On September 21, 2021, the Sixth Circuit Court of Appeals affirmed the district court’s summary judgment, dismissing Mr. Douglas’s Request to Return his son, JD, to Australia.
Nancy and Heath met online in October 2017. About a month or two later, Nancy left her job in Boston, took a remote freelance position, and traveled to Australia to see Heath. Upon her arrival, Heath gave her a debit card with $7,000 and told her she could use it to go home at any time. Heath and Nancy lived in separate residences. Not much later, Heath proposed, Nancy accepted, they moved in together, and Nancy got pregnant. The couple had a tumultuous marriage, with Heath making various physical threats against Nancy. They maintained their relationship, nonetheless, and in June 2018, Heath sponsored Nancy’s Permanent Partner Visa, and Nancy was linked to Heath’s Australian bank account. Nancy, however, maintained her accounts in the U.S., continued to pay U.S. taxes, and maintained a mailing address. Nancy got an Australian drivers license, they signed a 12-month lease, and they discussed staying in Australia for ten years. They started marriage counseling.
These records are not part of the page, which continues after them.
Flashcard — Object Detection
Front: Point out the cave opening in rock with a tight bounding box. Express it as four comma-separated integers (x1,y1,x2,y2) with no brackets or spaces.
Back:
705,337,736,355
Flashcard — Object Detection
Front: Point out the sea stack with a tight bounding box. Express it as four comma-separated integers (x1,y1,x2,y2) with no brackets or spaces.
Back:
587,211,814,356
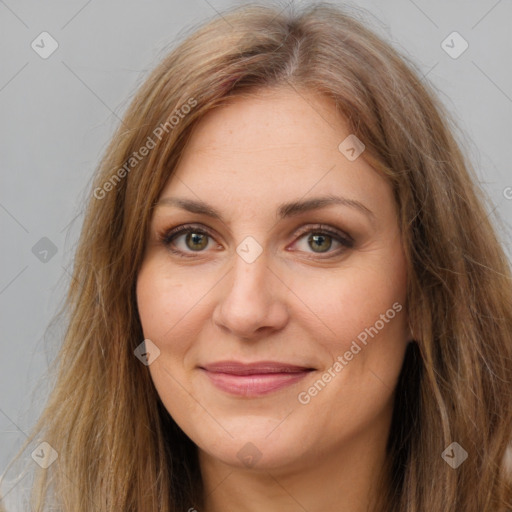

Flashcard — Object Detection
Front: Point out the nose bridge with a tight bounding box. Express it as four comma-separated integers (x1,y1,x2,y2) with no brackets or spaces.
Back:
214,241,287,338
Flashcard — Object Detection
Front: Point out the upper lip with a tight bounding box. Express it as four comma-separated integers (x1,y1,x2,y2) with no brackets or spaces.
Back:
201,361,314,375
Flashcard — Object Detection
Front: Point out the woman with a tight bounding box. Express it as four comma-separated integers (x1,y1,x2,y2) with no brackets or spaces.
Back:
1,4,512,512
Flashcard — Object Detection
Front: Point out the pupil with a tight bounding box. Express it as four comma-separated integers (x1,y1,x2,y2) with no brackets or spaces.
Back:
187,233,208,249
309,235,331,252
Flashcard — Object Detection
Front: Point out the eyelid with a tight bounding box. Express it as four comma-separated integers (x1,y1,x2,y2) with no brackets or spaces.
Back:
157,223,355,259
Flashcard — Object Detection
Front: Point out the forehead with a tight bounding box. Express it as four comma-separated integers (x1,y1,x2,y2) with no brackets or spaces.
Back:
162,88,390,216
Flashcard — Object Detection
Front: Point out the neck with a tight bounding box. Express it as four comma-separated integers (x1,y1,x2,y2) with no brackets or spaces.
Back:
199,412,389,512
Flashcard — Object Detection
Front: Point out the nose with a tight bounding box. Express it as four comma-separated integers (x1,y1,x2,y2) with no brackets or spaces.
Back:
213,247,289,340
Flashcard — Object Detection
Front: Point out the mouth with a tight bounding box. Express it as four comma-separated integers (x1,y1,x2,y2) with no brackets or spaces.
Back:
199,361,315,397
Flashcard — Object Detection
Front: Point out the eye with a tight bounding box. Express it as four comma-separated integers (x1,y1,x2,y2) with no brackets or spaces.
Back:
159,224,354,258
294,224,354,257
160,225,217,257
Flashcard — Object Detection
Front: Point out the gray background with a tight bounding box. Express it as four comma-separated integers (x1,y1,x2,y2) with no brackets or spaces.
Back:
0,0,512,504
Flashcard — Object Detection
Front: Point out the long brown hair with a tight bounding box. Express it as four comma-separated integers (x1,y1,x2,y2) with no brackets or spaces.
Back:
1,3,512,512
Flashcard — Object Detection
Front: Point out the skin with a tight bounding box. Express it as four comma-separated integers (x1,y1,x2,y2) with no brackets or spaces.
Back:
137,88,411,512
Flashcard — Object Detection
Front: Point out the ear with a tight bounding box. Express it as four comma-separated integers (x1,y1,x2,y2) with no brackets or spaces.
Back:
406,325,415,343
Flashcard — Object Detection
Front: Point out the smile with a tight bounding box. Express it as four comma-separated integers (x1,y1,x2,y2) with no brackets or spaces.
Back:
200,361,314,397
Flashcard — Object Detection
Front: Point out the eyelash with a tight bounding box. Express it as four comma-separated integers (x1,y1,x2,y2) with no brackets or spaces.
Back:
158,224,354,259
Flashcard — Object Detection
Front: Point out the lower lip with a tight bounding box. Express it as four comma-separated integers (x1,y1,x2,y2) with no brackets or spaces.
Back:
203,370,310,397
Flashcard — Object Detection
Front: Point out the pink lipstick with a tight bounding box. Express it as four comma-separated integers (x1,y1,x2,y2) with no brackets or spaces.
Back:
200,361,314,397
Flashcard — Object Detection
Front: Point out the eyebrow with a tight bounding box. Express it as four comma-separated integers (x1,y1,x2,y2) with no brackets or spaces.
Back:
156,195,376,222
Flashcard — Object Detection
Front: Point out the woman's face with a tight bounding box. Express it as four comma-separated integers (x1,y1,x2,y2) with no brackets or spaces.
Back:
137,88,409,468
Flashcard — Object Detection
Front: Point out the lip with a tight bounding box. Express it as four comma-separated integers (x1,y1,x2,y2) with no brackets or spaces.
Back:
200,361,314,397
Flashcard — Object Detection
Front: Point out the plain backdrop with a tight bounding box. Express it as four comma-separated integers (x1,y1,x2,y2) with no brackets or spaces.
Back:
0,0,512,502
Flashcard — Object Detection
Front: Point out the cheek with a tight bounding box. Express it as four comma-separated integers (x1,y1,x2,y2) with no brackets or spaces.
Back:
137,261,208,349
290,253,406,358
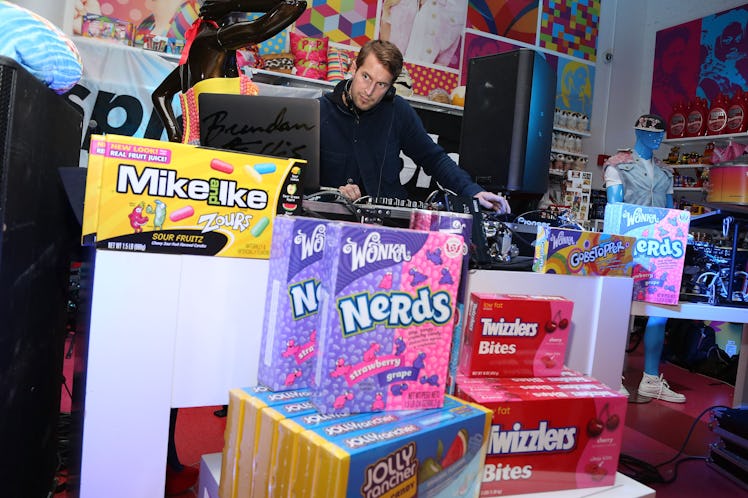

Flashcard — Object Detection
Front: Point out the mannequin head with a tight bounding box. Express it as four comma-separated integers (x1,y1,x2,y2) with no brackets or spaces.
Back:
634,114,665,159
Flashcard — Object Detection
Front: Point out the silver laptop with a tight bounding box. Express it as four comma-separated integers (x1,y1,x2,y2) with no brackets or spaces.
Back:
198,93,320,194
JD was born on November 4, 2018. Three days later, Heath and Nancy got into an argument, and Heath told Nancy to leave their apartment, threatening to take JD to Western Australia. The police were called. For the next three months, Nancy, her mother, and JD moved between rentals and other temporary housing. The last day Heath and Nancy lived together was November 7, 2018. Later in November, Heath and Nancy exchanged various emails, and Nancy retained counsel to pursue child support. Her counsel wrote to Heath expressing Nancy’s desire to return to Michigan with JD. In early 2019, shortly after he sued Nancy for custody, Heath moved three hours away from Nancy in Australia. The two continued their exchanges, and Heath eventually signed JD’s Australian passport application, dismissed his custody suit, and wrote Nancy an email that said, “You are free to go home now. … I want the best for you and [JD] and if that is back in America with your folks, you have my blessing! …” Heath then signed a letter authorizing JD to travel with Nancy to the U.S. Nancy unilaterally withdrew her Permanent Partner Visa application.
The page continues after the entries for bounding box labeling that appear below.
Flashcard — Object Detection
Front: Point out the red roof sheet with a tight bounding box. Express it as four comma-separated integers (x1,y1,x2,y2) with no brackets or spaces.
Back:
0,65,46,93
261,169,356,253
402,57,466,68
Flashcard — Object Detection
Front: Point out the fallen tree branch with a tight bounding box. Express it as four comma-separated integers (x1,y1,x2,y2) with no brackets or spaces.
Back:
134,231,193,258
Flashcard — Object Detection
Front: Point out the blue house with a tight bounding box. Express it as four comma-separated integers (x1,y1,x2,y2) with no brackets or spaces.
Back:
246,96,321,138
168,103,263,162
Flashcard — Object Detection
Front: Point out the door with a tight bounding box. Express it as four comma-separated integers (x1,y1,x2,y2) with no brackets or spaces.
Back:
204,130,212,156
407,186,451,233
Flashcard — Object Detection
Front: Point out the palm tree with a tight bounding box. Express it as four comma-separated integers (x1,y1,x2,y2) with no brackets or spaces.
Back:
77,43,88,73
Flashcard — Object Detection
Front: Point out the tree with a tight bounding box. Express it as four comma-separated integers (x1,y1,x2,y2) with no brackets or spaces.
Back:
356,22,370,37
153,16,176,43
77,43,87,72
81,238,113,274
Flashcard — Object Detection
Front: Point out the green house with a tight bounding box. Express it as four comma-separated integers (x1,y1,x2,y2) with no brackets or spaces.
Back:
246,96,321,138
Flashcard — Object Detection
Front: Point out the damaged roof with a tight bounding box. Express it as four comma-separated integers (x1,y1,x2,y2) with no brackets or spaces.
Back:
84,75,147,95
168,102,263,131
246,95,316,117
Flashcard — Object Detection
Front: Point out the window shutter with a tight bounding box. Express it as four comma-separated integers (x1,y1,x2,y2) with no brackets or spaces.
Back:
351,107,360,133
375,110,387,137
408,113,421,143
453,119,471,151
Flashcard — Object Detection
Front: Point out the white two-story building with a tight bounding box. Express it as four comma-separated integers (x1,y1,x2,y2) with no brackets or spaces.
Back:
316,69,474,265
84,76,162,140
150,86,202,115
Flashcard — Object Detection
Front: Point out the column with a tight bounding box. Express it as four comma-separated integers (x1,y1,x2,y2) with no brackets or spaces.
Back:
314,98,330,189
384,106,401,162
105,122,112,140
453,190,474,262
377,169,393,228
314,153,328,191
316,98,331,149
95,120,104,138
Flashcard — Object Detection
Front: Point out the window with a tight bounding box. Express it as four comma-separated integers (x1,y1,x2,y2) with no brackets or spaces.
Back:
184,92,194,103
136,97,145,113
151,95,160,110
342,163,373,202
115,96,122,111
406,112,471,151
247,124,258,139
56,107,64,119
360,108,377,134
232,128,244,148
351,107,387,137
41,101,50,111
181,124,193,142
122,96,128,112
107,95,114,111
On February 13, 2019, Nancy and JD flew to the United States, and started living with Nancy’s parents in Michigan. Heath traveled to Michigan in August. Nancy filed for divorce a month later. Heath was served in Australia in October. Heath filed his petition for return of JD on May 14, 2020. Nancy sought summary judgment, arguing that the United States, not Australia, was JD’s habitual residence. Heath alleged that Nancy wrongfully retained Heath as of October 3, 2019. (He later sought to amend his Complaint to May 14, 2019, but the district court denied his motion to amend.) The district court agreed that the U.S. was JD’s habitual residence, citing to Monasky.